Fazia quase uma semana que eu estava confinada naquele quarto. Não me deixavam caminhar pelo hospital. Eu me sentia ótima, não havia nada de mal em caminhar, nem que fosse pelos corredores. Mas o médico insistira em me deixar de molho ali naquela cama todos esses dias.

Até um dia em que resolvi seguir minhas próprias ordens e vontades. Foi numa madrugada, quando acordei assustada com um pesadelo que havia tido. Letícia dormia numa cama para acompanhantes ao lado da minha, como sempre. Vi ali então uma grande oportunidade para caminhar pelos corredores e quem sabe ir ver mamãe...

Esgueirei-me por baixo dos cobertores e pela força do hábito procurei minhas pantufas. Lembrei-me então que não estava em meu quarto, mas sim no hospital, onde nenhuma das minhas frescuras eram satisfeitas. Toquei meus pés no chão gélido do quarto e tomei cuidado para não fazer barulho algum. Quase esqueci o soro que teria de levar junto, já que para me livrar dele daria mais trabalho do que caminhar com o mesmo pelos corredores, e mesmo assim doeria pra caramba retirá-lo. E como sou desastrada e escandalosa, com certeza seria capaz de acordar a todos do hospital.

Sentia-me um pouco sonolenta, talvez fosse o tipo de medicamento que eles estavam me dando que me causava esse efeito. Bocejava a todo o momento. Que tipo de droga estavam me dando afinal?

Ri com minha tentativa tosca de fazer piada com algo sério.

Abri a porta do quarto lentamente, que rangeu um pouco quando passei por ela, o tecido raspou na porta fazendo um barulho meio estranho. Fechei-a com a mesma lentidão com que abri. Já fora do quarto, olhei os dois lados do enorme corredor e saí procurando pelo quarto de minha mãe. Seria uma longa madrugada pelo que pude perceber, já que eu não sabia onde era o quarto...

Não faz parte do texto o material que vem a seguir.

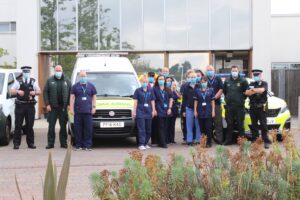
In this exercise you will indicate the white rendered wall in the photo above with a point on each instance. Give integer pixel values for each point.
(28, 37)
(261, 37)
(8, 13)
(286, 38)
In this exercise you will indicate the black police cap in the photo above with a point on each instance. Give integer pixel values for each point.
(151, 74)
(26, 68)
(256, 71)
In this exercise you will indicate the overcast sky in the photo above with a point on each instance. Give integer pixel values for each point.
(285, 6)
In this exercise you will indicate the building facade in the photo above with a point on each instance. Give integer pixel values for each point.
(179, 34)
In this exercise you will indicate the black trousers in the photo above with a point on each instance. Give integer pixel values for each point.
(162, 124)
(183, 126)
(154, 131)
(22, 111)
(234, 115)
(206, 128)
(171, 130)
(62, 115)
(259, 115)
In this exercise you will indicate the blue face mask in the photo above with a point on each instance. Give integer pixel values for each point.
(83, 80)
(204, 85)
(161, 82)
(58, 74)
(193, 80)
(256, 78)
(210, 73)
(169, 84)
(144, 85)
(151, 79)
(26, 75)
(234, 74)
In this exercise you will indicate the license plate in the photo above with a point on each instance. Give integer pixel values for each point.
(271, 121)
(112, 125)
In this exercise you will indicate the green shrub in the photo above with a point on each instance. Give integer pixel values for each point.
(249, 174)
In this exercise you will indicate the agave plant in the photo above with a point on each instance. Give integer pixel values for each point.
(52, 190)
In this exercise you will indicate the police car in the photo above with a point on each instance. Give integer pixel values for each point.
(7, 104)
(115, 80)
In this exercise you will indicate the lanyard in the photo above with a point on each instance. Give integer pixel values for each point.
(204, 95)
(84, 90)
(211, 82)
(145, 96)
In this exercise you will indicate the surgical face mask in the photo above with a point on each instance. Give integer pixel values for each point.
(58, 74)
(234, 74)
(151, 79)
(83, 80)
(210, 73)
(256, 78)
(193, 80)
(26, 75)
(204, 85)
(161, 82)
(144, 85)
(169, 84)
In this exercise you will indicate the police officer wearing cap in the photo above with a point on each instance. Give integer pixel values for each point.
(25, 89)
(257, 93)
(234, 91)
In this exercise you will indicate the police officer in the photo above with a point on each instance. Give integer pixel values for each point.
(257, 93)
(56, 97)
(234, 90)
(83, 106)
(143, 112)
(216, 84)
(25, 89)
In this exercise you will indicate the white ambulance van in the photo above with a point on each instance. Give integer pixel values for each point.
(115, 80)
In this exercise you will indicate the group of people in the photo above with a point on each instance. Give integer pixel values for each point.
(59, 97)
(156, 107)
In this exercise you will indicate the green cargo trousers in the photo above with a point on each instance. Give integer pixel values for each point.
(62, 115)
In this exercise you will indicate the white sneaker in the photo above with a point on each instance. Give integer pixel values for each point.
(142, 148)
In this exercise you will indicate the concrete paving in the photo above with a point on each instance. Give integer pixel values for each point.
(30, 165)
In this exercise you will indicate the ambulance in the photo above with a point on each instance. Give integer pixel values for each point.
(115, 80)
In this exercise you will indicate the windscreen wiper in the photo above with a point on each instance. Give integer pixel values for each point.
(108, 95)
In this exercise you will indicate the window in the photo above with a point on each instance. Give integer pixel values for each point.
(276, 66)
(7, 27)
(144, 63)
(181, 62)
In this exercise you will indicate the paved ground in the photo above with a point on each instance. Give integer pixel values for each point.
(29, 165)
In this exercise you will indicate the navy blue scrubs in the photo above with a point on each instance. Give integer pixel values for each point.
(144, 114)
(162, 104)
(172, 119)
(204, 109)
(83, 121)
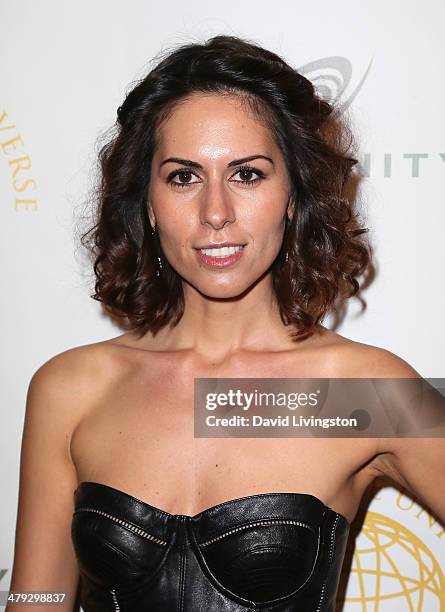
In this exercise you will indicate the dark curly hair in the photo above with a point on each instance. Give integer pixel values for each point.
(326, 252)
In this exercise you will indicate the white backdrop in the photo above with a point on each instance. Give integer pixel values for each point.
(65, 67)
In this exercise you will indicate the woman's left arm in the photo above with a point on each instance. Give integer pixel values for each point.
(416, 463)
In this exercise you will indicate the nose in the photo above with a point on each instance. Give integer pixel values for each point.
(217, 208)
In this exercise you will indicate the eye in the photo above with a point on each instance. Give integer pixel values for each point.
(245, 172)
(184, 176)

Fui me aventurando pelo corredor levando o soro pendurado no suporte em meu encalço, já que não podia livrar-me dele. Então me lembrei de que em cada porta existia uma ficha de acompanhamento do paciente. Olhei em cada porta que havia naquele corredor, nenhuma das primeiras seis portas eram aquela que eu procurava, a não ser pela sétima.

EVA ALMEIDA FURTADO

Posso dizer que quase surtei quando finalmente havia encontrado o quarto da minha mãe? Eu precisava vê-la, saber como estava. Saber qual era o estado dela. Deus, como eu estava feliz de tê-la encontrado naquele infinito de portas...

Girei a maçaneta e entrei no quarto de costas bem devagar, olhando o corredor com medo de ser pega. E se isso acontecesse, adeus visitinha para a mamãe. Fora de perigo (até que alguém entrasse para ver a paciente), fechei a porta e ao virar me deparei com o olhar de mamãe sobre mim. Ela parecia contente em me ver, eu podia sentir isso em seu olhar. Mesmo com toda aquela atadura cobrindo parcialmente seu lindo rosto, que agora ostentava pequenas cicatrizes e arranhões. Lágrimas brotaram dos meus olhos imediatamente.

Aproximei-me da cama, sentando na mesma. Foi difícil segurar as lágrimas ao ver minha mãe daquele jeito. Tão debilitada, dependente de aparelhos até mesmo para respirar.

Segurei o fôlego ao perceber o lamento silencioso em seu olhar. Sentia-me tão inútil por não fazer nada para ajudá-la naquele momento. Encostei seus dedos em meus lábios levemente, vendo algumas escoriações nos menos. Mamãe fechou os olhos e uma lágrima escorrera pelo canto de seus olhos. Aquilo doeu em meu coração. Talvez ela já soubesse sobre o meu pai ― não que a tivesse contado, mas pode ter ouvido alguém comentar.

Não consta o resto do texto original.